Rerunning those examples with stock rm shows the quadratic behavior you noted.
$ i=100000; while :; do mkdir x; (cd x && seq $i|xargs touch); env
time -f "%e $i" env rm -rf x; case $i in 8*) break;; esac; i=$[i*2];
done
0.48 100000
2.59 200000
12.69 400000
35.61 800000
$ i=100000; while :; do mkdir x; (cd x && seq $i|xargs touch); env
time -f "%e $i" env rm -rf x; case $i in 8*) break;; esac; i=$[i*2];
done
0.48 100000
2.52 200000
11.53 400000
35.86 800000
$ i=100000; while :; do mkdir x; (cd x && seq $i|xargs touch); env
time -f "%e $i" env rm -rf x; case $i in 8*) break;; esac; i=$[i*2];
done
0.48 100000
2.55 200000
11.49 400000
38.86 800000
Even on an SSD (same system as above, with a 3-yr-old SSD), I see a
super-linear trend of O(N^1.5):
$ i=100000; while :; do mkdir x; (cd x && seq $i|xargs touch); env
time -f "%e $i" env rm -rf x; case $i in 32*) break;; esac; i=$[i*2];
done
0.48 100000
1.26 200000
3.90 400000
10.56 800000
28.13 1600000
58.39 3200000
Note also that there is a test (tests/rm/ext3-perf.sh) that is
intended to cover this situation.
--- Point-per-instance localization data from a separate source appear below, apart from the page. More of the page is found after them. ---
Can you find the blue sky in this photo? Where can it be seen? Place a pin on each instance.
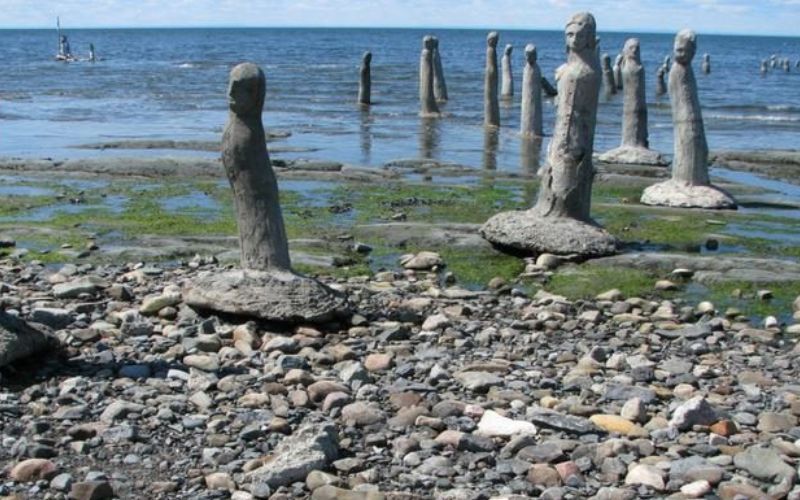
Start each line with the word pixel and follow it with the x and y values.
pixel 762 17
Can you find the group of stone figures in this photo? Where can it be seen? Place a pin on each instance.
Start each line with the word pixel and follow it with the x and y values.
pixel 559 222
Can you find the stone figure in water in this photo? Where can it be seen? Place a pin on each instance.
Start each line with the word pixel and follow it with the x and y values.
pixel 618 71
pixel 560 222
pixel 365 80
pixel 439 83
pixel 609 85
pixel 427 100
pixel 635 144
pixel 265 287
pixel 661 85
pixel 706 66
pixel 689 185
pixel 507 88
pixel 531 109
pixel 491 107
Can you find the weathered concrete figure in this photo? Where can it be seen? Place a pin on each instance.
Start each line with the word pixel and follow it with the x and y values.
pixel 507 88
pixel 265 287
pixel 491 107
pixel 427 100
pixel 635 144
pixel 689 186
pixel 706 66
pixel 439 83
pixel 365 81
pixel 618 71
pixel 531 109
pixel 560 222
pixel 609 85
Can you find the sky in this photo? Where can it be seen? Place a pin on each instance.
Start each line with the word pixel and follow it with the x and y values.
pixel 756 17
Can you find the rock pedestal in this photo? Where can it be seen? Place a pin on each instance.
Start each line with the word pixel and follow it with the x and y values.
pixel 491 106
pixel 531 108
pixel 560 222
pixel 689 186
pixel 265 287
pixel 635 144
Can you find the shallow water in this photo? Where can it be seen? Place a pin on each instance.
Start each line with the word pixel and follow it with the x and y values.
pixel 170 84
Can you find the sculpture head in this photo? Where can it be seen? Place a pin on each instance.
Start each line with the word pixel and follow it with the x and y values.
pixel 685 47
pixel 247 89
pixel 530 54
pixel 581 33
pixel 632 50
pixel 492 38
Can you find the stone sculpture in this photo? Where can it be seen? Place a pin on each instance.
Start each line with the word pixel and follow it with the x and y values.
pixel 427 100
pixel 507 88
pixel 531 109
pixel 635 144
pixel 559 222
pixel 618 71
pixel 689 185
pixel 706 66
pixel 365 82
pixel 439 83
pixel 609 84
pixel 265 287
pixel 491 108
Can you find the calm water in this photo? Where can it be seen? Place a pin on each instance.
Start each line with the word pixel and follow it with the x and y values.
pixel 171 84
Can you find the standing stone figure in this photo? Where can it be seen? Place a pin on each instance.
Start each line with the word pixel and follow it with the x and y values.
pixel 609 84
pixel 618 71
pixel 661 85
pixel 507 91
pixel 706 66
pixel 365 82
pixel 690 185
pixel 427 100
pixel 635 145
pixel 265 287
pixel 439 84
pixel 531 112
pixel 560 222
pixel 491 108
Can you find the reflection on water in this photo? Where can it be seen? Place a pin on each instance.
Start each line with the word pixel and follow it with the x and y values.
pixel 430 135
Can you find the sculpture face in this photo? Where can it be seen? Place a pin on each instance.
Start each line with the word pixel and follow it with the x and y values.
pixel 246 89
pixel 581 32
pixel 685 47
pixel 530 54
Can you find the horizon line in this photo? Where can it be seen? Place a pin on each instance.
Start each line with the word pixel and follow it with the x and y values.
pixel 463 28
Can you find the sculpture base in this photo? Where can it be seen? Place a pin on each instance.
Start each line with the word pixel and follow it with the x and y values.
pixel 526 232
pixel 278 296
pixel 632 155
pixel 677 194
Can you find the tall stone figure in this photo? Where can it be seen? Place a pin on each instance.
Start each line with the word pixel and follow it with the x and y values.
pixel 265 287
pixel 427 100
pixel 531 110
pixel 635 144
pixel 491 108
pixel 609 84
pixel 689 186
pixel 439 83
pixel 560 222
pixel 507 88
pixel 365 81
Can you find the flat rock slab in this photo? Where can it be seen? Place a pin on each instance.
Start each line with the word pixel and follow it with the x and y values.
pixel 626 155
pixel 528 233
pixel 679 195
pixel 282 297
pixel 19 339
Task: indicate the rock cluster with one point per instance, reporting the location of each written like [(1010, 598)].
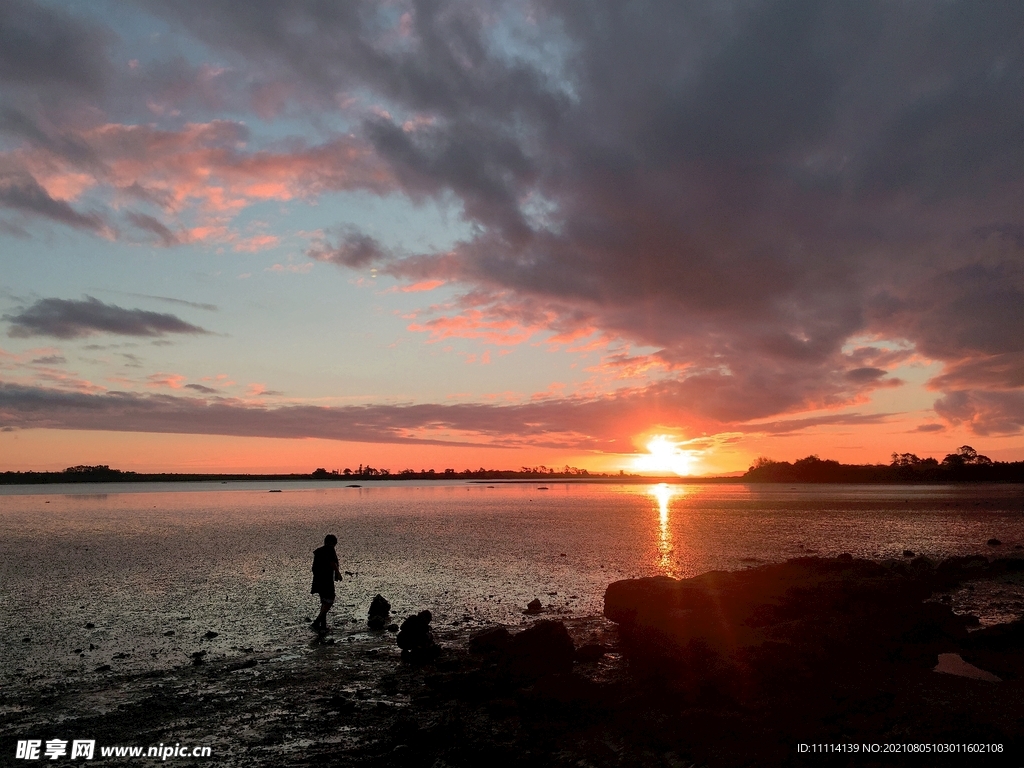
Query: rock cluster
[(380, 610), (838, 644), (416, 639)]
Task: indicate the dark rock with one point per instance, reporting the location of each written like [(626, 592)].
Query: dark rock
[(590, 652), (380, 610), (416, 639), (489, 641), (747, 633), (543, 648)]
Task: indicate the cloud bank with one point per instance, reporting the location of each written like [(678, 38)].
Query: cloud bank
[(775, 196), (68, 318)]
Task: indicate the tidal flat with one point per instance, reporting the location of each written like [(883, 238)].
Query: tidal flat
[(166, 578)]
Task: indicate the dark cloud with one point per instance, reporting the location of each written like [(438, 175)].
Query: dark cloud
[(181, 302), (745, 186), (351, 249), (984, 413), (154, 226), (605, 424), (43, 45), (20, 192), (68, 318)]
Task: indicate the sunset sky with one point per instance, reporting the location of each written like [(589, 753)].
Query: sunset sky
[(271, 236)]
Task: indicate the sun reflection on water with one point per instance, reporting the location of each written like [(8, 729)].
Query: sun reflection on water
[(664, 494)]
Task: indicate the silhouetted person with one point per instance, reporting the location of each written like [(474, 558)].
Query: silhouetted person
[(325, 574)]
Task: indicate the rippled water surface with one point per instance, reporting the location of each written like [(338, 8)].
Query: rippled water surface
[(156, 567)]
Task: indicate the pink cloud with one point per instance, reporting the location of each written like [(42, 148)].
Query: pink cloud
[(170, 381)]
However, back then, I made the error
of using an absolute threshold, and with subsequent general system
performance increases, it has become next to useless. We should
probably invest in updating that "expensive" test to use relative
comparisons, as done in grep's tests/long-pattern-perf
(https://git.savannah.gnu.org/cgit/grep.git/tree/tests/long-pattern-perf)
and tests/mb-non-UTF8-performance.
Yes, I was measuring elapsed wall-clock time back when I made those
changes to rm and fts. So I do agree that this is a problem, but I
doubt we can do anything in the coreutils to fix it.